Vizier: een helm met krasvrij vizier behoort tot je veiligheidsuitrusting. In de herfst kan een getint vizier een nadelige invloed hebben op je zicht. Een bekrast of smerig vizier zal je zicht dramatisch beperken bij reflecterend licht. Kapotte vizieren moet je juist nu vervangen. Een druppeltje afwasmiddel uitwrijven aan de binnenkant van je vizier voorkomt het beslaan ervan.
Lees de weg: de herfst is een seizoen waarin zich veel motorongelukken voordoen. Hoe meer de weg glimt en hoe donkerder de weg, hoe groter de kans op een slippartij. Bij waarschuwingsborden voor dieren en een glad wegdek is extra attentie vereist. Natte bladeren en modder zorgen voor onvoldoende grip in bochten. In de vroege morgen en avond dien je rekening te houden met ijsvorming. Dat geldt vooral voor beboste gebieden, bruggen en schaduwrijke weggedeelten.
Onderschat niet het gevaar van aquaplaning. Het doet zich niet zo snel voor, maar toch kun je er ook als motorrijder mee te maken krijgen. Houd je motor rustig, vermijd remmen en accelereren en rijd je motor recht vooruit tot je weer vaste grond onder je banden hebt.

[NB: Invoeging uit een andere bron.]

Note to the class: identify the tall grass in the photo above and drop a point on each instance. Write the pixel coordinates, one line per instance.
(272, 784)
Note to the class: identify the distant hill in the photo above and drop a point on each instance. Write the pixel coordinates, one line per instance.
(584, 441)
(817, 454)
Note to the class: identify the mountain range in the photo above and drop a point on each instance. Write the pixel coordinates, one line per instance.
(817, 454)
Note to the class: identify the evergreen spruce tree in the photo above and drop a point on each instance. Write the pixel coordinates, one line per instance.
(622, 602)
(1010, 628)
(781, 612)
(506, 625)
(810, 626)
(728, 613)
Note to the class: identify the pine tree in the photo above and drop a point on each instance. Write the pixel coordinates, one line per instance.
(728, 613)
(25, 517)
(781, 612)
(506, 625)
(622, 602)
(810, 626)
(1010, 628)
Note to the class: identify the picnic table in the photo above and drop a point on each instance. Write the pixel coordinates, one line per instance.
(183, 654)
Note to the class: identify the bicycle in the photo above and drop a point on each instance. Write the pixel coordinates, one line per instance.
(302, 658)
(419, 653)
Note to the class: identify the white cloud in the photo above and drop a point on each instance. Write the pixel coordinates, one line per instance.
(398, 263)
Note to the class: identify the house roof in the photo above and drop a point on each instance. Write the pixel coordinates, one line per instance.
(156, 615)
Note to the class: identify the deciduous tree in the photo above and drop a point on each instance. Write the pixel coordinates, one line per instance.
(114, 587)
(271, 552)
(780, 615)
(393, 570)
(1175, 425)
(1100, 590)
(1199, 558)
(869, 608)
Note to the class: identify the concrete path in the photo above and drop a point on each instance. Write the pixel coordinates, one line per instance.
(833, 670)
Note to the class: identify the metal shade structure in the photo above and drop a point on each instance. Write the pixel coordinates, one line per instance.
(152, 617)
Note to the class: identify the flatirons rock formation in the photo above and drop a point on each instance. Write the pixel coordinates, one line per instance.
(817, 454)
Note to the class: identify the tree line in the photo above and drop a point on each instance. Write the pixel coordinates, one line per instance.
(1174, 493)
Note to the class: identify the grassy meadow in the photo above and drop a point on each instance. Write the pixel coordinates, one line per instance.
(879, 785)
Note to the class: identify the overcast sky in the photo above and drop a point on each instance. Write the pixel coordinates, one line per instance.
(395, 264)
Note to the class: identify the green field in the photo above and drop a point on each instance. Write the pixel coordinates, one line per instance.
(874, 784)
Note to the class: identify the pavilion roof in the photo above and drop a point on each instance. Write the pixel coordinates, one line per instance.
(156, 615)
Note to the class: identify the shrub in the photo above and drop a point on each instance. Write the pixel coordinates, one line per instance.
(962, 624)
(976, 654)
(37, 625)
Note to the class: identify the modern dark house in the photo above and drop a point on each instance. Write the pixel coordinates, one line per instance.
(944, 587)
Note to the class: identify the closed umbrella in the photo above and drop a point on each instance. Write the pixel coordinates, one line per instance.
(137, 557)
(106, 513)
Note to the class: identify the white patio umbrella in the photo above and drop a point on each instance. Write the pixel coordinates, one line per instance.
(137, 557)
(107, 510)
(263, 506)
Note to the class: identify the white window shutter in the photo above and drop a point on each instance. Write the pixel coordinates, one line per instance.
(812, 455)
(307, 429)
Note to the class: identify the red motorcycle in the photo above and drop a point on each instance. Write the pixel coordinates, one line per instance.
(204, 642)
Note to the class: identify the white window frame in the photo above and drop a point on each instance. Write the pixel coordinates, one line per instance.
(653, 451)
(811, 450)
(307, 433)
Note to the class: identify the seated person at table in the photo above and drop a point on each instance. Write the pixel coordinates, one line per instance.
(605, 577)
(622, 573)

In de herfst is het gevaar van overstekende dieren groter. Rijd niet te hard in de schemer en houd de zijkanten van de weg goed in de gaten. In elke situatie is de stelregel: rijd defensief en met vooruitziende blik.
Soort banden: sportbanden met een minimaal profiel zijn minder geschikt om op te rijden met de huidige weersomstandigheden. Kies in de herfst-/winterperiode voor banden met meer profiel. Aan te raden is in de zomer en winter met verschillende soorten banden te rijden, net zoals automobilisten die in de winter met winterbanden rijden. Laat je banden op tijd nakijken bij de dealer en indien nodig vervangen als de profieldiepte onder de maat is. Zorg voor een goede bandenspanning omdat dit in hoge mate het gedrag van je motor en dan vooral het bochtengedrag beïnvloedt!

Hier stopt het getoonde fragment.